How dealerships can fall prey to bank fraud
![]() | Van Over: "One of the biggest misconceptions in the industry is how lenders define a straw purchase." |
Identity theft and bank fraud are a real minefield for dealerships, according to dealership consultant Gil Van Over.
In a recent presentation aimed at lenders, he showed how dealerships face threats from many directions.
They include:
Customers. Shady customers can falsify information, such as their income or even their identity, said Van Over, president of gvo3 & Associates in Crown Point, Ind.
Dealership employees. Employees can commit bank fraud many ways, Van Over said. For example, they can falsify customer data on credit applications; make straw purchases, or misidentify the car buyer; "power book," that is, list vehicle options the car doesn't have to boost the size of a loan; or commit forgery.

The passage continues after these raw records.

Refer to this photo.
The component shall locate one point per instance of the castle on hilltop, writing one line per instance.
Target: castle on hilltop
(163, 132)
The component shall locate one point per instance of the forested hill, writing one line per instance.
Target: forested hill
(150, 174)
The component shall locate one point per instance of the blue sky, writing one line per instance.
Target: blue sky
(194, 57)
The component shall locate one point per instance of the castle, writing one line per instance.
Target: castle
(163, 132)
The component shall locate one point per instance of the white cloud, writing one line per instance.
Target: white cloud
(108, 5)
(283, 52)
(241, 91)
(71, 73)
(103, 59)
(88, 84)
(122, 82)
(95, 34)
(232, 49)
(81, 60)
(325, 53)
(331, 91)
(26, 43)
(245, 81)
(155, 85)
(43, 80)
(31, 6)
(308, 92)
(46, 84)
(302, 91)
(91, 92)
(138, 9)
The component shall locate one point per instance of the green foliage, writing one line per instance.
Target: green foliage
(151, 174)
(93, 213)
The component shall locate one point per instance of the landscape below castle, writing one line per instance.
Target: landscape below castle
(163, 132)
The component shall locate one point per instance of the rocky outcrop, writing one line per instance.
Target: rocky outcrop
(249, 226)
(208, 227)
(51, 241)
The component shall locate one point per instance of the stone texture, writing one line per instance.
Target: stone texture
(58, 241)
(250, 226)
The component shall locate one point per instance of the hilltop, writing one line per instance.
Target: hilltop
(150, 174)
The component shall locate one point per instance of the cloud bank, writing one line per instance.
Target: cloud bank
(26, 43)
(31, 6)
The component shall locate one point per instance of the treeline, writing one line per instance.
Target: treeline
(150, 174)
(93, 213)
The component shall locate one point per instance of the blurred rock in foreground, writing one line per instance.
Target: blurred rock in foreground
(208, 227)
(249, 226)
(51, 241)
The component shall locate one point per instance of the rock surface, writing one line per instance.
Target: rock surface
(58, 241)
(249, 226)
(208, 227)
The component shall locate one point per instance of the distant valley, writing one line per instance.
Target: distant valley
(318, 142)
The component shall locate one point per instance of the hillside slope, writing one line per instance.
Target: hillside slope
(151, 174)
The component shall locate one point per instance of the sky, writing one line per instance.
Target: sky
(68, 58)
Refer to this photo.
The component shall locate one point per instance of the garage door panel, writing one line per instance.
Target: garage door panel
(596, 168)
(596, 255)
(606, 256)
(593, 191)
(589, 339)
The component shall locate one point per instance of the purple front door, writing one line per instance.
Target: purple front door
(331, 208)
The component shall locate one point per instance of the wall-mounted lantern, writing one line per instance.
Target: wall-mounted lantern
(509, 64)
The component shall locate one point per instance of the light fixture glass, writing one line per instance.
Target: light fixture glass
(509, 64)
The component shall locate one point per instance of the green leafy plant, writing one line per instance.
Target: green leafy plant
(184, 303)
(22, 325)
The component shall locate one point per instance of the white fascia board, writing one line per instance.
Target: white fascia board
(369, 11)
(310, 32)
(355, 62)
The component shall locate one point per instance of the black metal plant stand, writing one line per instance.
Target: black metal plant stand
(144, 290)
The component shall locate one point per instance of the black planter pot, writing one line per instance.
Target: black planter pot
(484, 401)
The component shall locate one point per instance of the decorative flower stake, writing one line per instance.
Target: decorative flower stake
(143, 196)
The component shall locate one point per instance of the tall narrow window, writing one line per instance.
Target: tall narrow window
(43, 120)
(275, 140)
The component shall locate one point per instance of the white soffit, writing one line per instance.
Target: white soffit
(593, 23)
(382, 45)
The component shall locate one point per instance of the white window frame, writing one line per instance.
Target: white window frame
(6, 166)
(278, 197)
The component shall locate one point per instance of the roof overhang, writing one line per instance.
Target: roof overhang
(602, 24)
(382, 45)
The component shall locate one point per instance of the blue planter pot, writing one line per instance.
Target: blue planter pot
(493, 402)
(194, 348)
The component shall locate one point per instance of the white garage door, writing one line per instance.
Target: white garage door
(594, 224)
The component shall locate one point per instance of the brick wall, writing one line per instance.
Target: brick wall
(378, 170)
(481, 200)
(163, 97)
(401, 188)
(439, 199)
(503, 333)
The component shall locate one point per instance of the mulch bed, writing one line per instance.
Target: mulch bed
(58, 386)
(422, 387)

State and federal regulators, law enforcement and the dealership's own lenders. "Federally insured lenders are obliged to file a suspicious activity report with their regulator if they suspect they are the victim of bank fraud," Van Over said. "The regulator may turn it over to the FBI if a lender has filed enough suspicious activity reports." Not only that, he said, lenders aren't allowed to tell dealers when a suspicious activity report is filed.
Van Over led an informal discussion with lenders at the American Financial Services Association Vehicle Finance Conference in Orlando last month.
The discussion was geared to help lenders detect bank fraud at dealerships and decide when to file a suspicious activity report, but it also touched on some best practices for dealerships.
For instance, it may sound obvious, but dealerships shouldn't allow employees to have blank, signed documents, he said. Dealerships also should conduct periodic compliance audits and terminate offenders.
Straw purchases, in which the name on the contract is different from the actual buyer, are a continuing issue, Van Over said. When a parent buys a car for a son or daughter, legitimate confusion arises over who should sign the contract, he said.
"If the person driving the car is of age to sign a contract, his name should be on the contract. If the person driving the car could be claimed as a dependent on the buyer's tax return, it's probably not a straw purchase," Van Over said.
"Probably one of the biggest misconceptions in the industry is how lenders define a straw purchase," Van Over said. "You'll get a different opinion from the finance manager and from the sales manager because the sales manager is just trying to get a deal done."